Activation of RhoA decreases cypin protein expression via a translation-dependent mechanism. A, Cultured hippocampal neurons were transfected with cDNAs encoding RhoCA or RhoDN at DIV 10. Neurons were fixed and immunostained at DIV 12, and cypin levels were quantitated using ImagePro software. n values are as follows: GFP, n = 30; RhoCA, n = 36; RhoDN, n = 35. **p < 0.01 by ANOVA followed by Dunnett's multiple comparison test compared with GFP. B, Hippocampal neurons were treated with 100 ng/ml C3 transferase at DIV 11 for 24 h or 1 μg/ml LPA at DIV 12 for 15 min.

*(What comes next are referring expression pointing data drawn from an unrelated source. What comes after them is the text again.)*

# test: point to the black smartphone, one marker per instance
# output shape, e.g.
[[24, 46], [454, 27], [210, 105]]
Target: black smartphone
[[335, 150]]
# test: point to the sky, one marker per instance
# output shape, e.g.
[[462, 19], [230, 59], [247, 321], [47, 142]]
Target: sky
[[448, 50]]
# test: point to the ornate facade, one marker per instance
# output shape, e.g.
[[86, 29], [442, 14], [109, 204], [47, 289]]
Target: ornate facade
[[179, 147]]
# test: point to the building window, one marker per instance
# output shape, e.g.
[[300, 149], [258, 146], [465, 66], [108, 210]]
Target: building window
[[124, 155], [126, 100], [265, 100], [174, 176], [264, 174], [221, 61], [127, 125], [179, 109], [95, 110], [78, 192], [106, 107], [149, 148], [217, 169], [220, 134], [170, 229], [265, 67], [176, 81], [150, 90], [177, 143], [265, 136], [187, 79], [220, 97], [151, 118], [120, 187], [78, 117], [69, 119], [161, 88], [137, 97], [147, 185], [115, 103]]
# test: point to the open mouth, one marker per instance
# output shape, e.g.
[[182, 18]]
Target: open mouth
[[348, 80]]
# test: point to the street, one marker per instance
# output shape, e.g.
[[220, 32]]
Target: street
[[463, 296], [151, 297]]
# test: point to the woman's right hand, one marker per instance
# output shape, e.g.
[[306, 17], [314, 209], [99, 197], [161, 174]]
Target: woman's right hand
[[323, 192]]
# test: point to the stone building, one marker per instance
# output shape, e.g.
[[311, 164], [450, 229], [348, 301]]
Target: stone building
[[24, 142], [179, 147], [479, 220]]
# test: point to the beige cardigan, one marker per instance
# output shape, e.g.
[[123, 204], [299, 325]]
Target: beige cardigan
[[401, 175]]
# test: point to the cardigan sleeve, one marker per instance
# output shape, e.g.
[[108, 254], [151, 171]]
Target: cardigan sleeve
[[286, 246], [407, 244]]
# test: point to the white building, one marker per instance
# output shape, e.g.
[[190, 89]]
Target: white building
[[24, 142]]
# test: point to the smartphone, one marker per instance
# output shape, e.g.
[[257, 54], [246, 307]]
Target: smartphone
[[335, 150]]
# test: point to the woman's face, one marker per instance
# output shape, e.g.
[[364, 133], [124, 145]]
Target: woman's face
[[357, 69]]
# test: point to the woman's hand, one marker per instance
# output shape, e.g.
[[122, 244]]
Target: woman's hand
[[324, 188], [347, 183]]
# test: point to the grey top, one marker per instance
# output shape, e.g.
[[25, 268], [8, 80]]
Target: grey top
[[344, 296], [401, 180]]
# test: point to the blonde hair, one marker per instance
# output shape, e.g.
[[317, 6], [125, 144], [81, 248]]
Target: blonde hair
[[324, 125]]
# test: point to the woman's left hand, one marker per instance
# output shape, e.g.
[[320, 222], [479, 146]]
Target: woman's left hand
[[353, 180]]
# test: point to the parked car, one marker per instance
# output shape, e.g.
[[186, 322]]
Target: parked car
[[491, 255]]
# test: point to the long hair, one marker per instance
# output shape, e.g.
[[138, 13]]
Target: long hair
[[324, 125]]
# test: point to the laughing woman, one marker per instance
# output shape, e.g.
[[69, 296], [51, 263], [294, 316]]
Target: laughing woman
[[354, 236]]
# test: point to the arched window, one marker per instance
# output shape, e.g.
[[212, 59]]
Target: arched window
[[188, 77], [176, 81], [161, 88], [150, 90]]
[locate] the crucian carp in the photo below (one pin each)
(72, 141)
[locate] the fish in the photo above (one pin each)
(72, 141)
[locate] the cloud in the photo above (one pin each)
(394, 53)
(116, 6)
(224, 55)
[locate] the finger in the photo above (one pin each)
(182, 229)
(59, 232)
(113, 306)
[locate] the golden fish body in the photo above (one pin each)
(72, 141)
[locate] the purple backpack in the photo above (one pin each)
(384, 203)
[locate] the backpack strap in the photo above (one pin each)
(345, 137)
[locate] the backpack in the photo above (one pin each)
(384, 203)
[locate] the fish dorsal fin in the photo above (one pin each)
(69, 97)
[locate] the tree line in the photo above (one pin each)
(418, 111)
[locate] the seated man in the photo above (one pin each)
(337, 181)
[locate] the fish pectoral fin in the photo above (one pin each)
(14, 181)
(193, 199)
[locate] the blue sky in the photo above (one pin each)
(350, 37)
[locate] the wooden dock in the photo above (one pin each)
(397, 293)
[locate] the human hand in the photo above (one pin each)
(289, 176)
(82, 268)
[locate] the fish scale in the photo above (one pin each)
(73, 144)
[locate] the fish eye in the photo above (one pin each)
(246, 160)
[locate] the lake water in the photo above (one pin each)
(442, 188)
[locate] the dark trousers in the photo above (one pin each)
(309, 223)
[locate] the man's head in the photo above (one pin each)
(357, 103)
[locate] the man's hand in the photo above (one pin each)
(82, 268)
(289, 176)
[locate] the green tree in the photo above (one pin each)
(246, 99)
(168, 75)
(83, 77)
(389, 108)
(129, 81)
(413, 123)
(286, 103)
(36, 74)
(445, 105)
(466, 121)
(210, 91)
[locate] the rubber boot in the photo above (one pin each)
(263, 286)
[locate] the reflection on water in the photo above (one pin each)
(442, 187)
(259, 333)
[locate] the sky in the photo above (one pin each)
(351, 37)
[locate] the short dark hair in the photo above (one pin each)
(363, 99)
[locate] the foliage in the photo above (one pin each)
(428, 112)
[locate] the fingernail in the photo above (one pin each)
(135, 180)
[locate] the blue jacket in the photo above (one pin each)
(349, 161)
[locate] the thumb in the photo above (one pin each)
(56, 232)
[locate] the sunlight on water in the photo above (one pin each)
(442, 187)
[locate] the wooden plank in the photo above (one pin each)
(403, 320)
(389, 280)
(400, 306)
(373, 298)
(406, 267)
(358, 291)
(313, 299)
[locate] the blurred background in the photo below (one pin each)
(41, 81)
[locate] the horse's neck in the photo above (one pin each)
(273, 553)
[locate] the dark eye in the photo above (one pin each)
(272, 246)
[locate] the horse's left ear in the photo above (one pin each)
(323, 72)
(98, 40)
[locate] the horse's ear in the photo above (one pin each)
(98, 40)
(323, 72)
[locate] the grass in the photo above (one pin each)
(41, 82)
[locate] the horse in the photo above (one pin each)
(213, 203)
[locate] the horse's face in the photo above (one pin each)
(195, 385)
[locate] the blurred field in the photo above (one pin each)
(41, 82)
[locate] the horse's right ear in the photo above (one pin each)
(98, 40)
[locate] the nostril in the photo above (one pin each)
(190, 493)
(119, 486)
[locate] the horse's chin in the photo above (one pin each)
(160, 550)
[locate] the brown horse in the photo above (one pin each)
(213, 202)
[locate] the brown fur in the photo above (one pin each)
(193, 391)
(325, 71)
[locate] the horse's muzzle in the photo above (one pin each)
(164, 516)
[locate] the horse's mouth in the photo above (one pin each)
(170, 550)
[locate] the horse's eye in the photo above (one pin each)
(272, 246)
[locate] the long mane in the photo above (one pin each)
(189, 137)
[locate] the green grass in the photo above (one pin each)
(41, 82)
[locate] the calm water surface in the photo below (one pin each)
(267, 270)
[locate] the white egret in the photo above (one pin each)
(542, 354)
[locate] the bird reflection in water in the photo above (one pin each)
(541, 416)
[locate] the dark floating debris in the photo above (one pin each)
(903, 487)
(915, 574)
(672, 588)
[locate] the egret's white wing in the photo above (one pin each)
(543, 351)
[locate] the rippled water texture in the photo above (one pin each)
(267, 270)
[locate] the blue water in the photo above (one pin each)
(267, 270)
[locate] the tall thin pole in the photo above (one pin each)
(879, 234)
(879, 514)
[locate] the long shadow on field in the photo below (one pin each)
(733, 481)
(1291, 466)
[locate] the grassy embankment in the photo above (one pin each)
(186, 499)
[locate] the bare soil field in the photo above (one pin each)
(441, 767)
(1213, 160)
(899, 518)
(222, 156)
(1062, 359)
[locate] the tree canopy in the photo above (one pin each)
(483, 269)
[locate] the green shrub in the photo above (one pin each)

Quantitation of Western blots shows that there is significant change in cypin protein expression with LPA but not C3 transferase treatment (n = 3). *p < 0.05 by ANOVA followed by Dunnett's multiple comparison test compared with GFP. C, Semiquantitative real-time reverse transcription-PCR shows there is no significant change in cypin mRNA levels with these treatments. D, At DIV 12, hippocampal neurons were preincubated with 40 μm anisomycin, 5 μm actinomycin D, or 50 μm MG132 for 30 min. The neurons were then treated with LPA at 1 μg/ml for 15 min. A representative blot is shown from four experiments. E, Quantitation of Western blots shows that anisomycin, but not actinomycin D or MG132, blocks the LPA-mediated decrease in cypin protein expression. **p < 0.01 by ANOVA followed by Dunnett's multiple comparison test compared with DMSO; ^#p < 0.05 by paired t test (n = 4). Error bars indicate SEM.

Figure 8.

Model for RhoA-regulated dendrite branching. Activation of RhoA decreases cypin protein expression and in turn inhibits local microtubule (MT) assembly and decreases dendrite branching. Inhibition of RhoA will allow cypin protein levels to remain at a constitutive state and disallow the inhibitory effect of activated RhoA on cypin translation and dendrite branching.